After a stroke, patients have increased risk of recurrent stroke, dementia
Patients who had a stroke had a three-fold increased risk of recurrent stroke and a nearly two-fold increased risk of dementia within one year of their stroke compared with patients who never had a stroke, according to a population-based study.
Patients were at an increased risk of recurrent stroke and dementia for at least five years following their first stroke.
Lead researcher Marileen L.P. Portegies, MD, of Erasmus University Medical Center in Rotterdam, Netherlands, and colleagues published their results online in Stroke on July 14.
The researchers analyzed 1,243 participants in the Rotterdam Study who had a stroke between 1990 and 2012. They then matched them based on age, sex, examination round and stroke date with 4,928 participants who did not have a stroke.
At baseline, the mean age was approximately 80 years old, while 60.4 percent of patients were females. Patients who had a stroke were more likely to have high cholesterol and hypertension compared with those who did not have a stroke.
During a median follow-up period of 1.68 years, 233 of the patients had a recurrent stroke. During a median follow-up period of 5.22 years, 520 of the patients had their first stroke.
In addition, 146 stroke patients developed dementia during a median follow-up period of 2.41 years, while 653 patients without stroke developed dementia during a follow-up period of 5.43 years.
The researchers said that the main factors contributing to a recurrent stroke were hypertension, low high-density lipoprotein cholesterol, diabetes, smoking and transient ischemic attack.
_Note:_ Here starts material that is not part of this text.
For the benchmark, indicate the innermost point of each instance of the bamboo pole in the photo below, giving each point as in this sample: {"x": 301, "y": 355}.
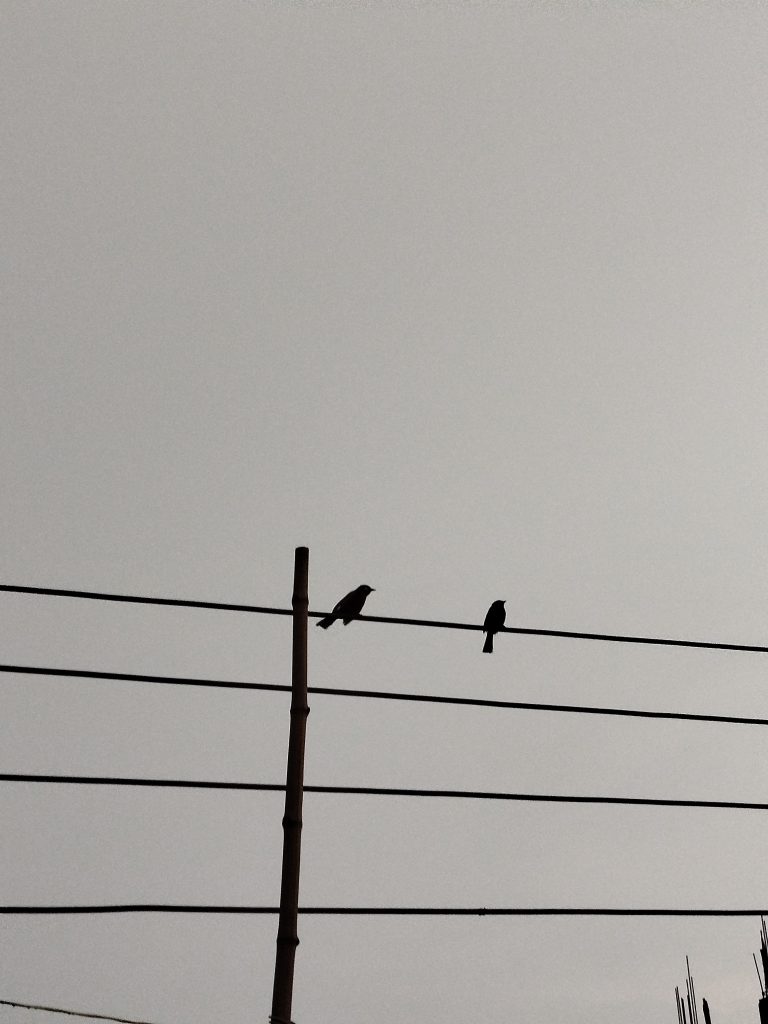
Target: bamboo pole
{"x": 288, "y": 938}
They also mentioned that the total population attributable risk for all risk factors combined was similar in people with stroke and those without stroke. In addition, they found no significant associations of prestrike cardiovascular risk factors with dementia.
They added that prestrike cardiovascular risk factors accounted for 39 percent of recurrent strokes and 10 percent of poststroke dementia.
“Taken together, this emphasizes the need of optimizing both primary and secondary preventions,” the researchers wrote. “At the same time, our results encourage exploration of other potentially modifiable factors.”
The researchers also mentioned a few limitations of the study, including that they only measured prestroke risk factors once and did not have data on stroke severity.